Of the 399 patients, 237 (59%) had a history of complex partial seizures, 119 (30%) had generalized seizures, 26 (6%) had simple partial seizures, and 17 (4%) had experienced a combination of these. Preoperative evaluation included a routine and video-electroencephalography recordings, magnetic resonance imaging of the head according to the seizure protocol, neuropsychological testing, and a sodium amobarbital study. Patients with an undefined epileptogenic focus and discordant preoperative studies underwent an intracranial study. The mean duration of follow up was 6.2 ± 4.5 years (range 0.6–15.7 years). Seizure outcome was categorized based on the modified Engel classification. Time-to-event analysis was performed using Kaplan–Meier curves and Cox regression models to evaluate the risk factors associated with outcomes.

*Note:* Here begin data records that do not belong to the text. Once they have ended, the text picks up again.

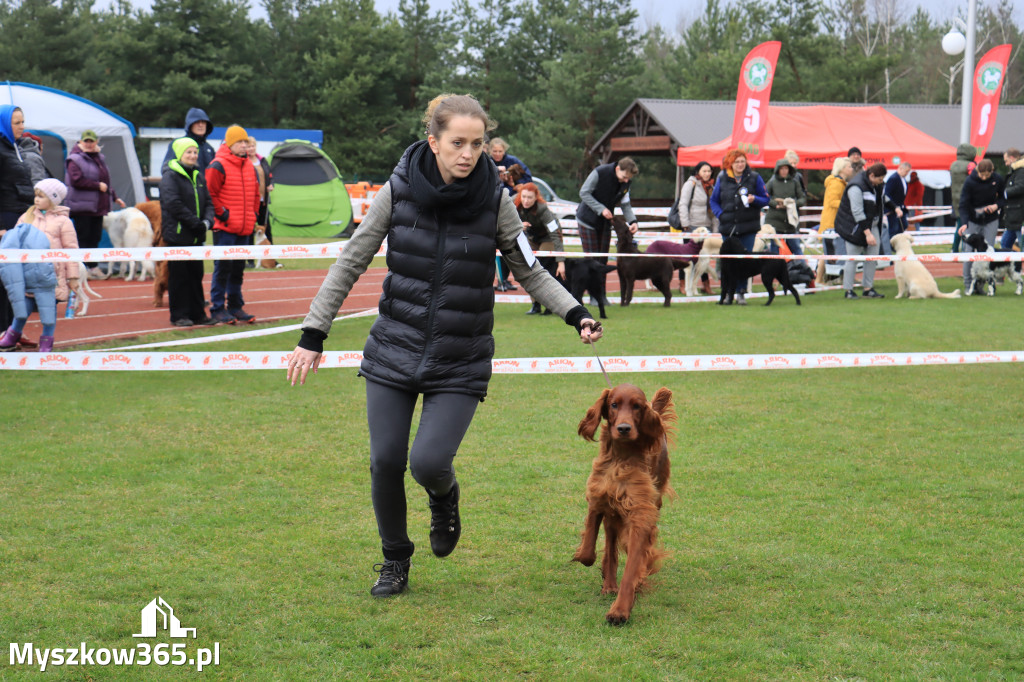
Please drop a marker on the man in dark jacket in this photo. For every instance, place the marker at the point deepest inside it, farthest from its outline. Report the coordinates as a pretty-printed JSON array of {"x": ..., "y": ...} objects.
[
  {"x": 199, "y": 127},
  {"x": 1013, "y": 215},
  {"x": 981, "y": 207},
  {"x": 605, "y": 187}
]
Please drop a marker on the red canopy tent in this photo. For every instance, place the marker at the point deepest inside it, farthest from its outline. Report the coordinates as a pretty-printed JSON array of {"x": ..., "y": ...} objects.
[{"x": 822, "y": 133}]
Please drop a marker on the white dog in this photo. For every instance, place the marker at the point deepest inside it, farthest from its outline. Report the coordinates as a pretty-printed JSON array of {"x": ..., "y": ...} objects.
[
  {"x": 692, "y": 272},
  {"x": 912, "y": 278},
  {"x": 990, "y": 271},
  {"x": 711, "y": 247},
  {"x": 130, "y": 228},
  {"x": 83, "y": 292},
  {"x": 765, "y": 236}
]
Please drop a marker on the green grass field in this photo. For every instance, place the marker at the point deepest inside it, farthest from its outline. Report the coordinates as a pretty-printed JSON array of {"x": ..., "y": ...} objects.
[{"x": 829, "y": 523}]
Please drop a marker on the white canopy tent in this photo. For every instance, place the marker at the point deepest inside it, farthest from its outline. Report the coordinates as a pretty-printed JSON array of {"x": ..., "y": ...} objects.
[{"x": 58, "y": 118}]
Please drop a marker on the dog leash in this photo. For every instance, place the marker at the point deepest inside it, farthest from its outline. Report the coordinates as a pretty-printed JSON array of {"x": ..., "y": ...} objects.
[{"x": 596, "y": 327}]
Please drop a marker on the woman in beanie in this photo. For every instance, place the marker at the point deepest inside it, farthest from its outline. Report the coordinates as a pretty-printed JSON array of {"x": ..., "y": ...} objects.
[
  {"x": 443, "y": 213},
  {"x": 89, "y": 193},
  {"x": 185, "y": 215},
  {"x": 15, "y": 184},
  {"x": 233, "y": 188}
]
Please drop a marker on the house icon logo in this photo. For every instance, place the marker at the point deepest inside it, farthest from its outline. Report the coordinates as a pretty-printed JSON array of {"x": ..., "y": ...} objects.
[{"x": 169, "y": 622}]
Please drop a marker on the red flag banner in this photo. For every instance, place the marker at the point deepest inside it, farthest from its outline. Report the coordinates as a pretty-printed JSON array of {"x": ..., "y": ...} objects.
[
  {"x": 751, "y": 120},
  {"x": 988, "y": 78}
]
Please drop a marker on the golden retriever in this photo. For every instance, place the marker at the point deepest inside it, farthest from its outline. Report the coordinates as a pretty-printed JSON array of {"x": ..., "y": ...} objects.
[{"x": 912, "y": 279}]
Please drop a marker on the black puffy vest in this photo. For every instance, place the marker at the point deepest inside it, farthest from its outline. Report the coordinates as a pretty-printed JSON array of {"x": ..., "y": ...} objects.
[
  {"x": 872, "y": 203},
  {"x": 609, "y": 193},
  {"x": 436, "y": 308},
  {"x": 736, "y": 218}
]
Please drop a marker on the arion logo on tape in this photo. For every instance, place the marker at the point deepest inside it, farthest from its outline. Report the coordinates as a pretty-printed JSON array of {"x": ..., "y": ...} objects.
[
  {"x": 54, "y": 359},
  {"x": 236, "y": 359}
]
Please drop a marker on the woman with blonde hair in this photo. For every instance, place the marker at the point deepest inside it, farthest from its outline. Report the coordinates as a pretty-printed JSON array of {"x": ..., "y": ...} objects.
[
  {"x": 835, "y": 186},
  {"x": 443, "y": 213}
]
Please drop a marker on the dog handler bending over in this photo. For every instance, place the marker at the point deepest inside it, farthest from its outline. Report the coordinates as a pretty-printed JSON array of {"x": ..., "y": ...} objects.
[{"x": 443, "y": 213}]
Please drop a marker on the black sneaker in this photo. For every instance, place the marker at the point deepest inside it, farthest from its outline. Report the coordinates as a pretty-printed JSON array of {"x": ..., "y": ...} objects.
[
  {"x": 242, "y": 315},
  {"x": 444, "y": 523},
  {"x": 393, "y": 578},
  {"x": 222, "y": 316}
]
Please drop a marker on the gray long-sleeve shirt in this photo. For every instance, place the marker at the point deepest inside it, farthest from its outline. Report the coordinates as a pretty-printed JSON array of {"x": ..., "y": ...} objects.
[{"x": 366, "y": 242}]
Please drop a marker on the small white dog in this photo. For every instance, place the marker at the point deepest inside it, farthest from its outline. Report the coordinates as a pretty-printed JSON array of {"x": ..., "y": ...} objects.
[
  {"x": 710, "y": 248},
  {"x": 912, "y": 278},
  {"x": 692, "y": 272},
  {"x": 130, "y": 228},
  {"x": 765, "y": 236},
  {"x": 990, "y": 271}
]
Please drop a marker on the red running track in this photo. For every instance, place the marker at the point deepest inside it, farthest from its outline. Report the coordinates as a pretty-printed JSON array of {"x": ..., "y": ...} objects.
[{"x": 126, "y": 311}]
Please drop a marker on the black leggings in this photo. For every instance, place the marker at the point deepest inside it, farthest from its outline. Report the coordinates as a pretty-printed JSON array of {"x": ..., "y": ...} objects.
[{"x": 443, "y": 422}]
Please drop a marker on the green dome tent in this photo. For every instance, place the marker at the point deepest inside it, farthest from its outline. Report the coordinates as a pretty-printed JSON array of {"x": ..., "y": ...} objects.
[{"x": 308, "y": 197}]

Among these patients, 372 (93%) underwent temporal and 27 (7%) had extratemporal resection of their epileptogenic focus. Histopathological examination of the resected specimens revealed MTS in 113 patients (28%), gliosis in 237 (59%), and normal findings in 49 (12%). Based on the Kaplan–Meier analysis, the probability of an Engel Class I outcome (seizure free, auras, or seizures related only to medication withdrawal) for the overall patient group was 81% (95% confidence interval [CI] 77–85%) at 6 months, 78% (CI 74–82%) at 1 year, 76% (CI 72–80%) at 2 years, 74% (CI 69–78%) at 5 years, and 72% (CI 67–77%) at 10 years postoperatively. The rate of Class I outcomes remained 72% for 73 patients with more than 10 years of follow up. If a patient was in Class I at 1 year postoperatively, the probability of seizure remission at 10 years postoperatively was 92% (95% CI 89–96%); almost all seizures occurred during the 1st year after surgery. Factors predictive of poor outcome from surgery were normal pathological findings in resected tissue (p = 0.038), male sex (p = 0.035), previous surgery (p < 0.001), and an extratemporal origin of seizures (p < 0.001).


The response to epilepsy surgery during the 1st follow-up year is a reliable indicator of the long-term Engel Class I postoperative outcome. This finding may have important implications for patient counseling and postoperative discontinuation of anticonvulsant medications.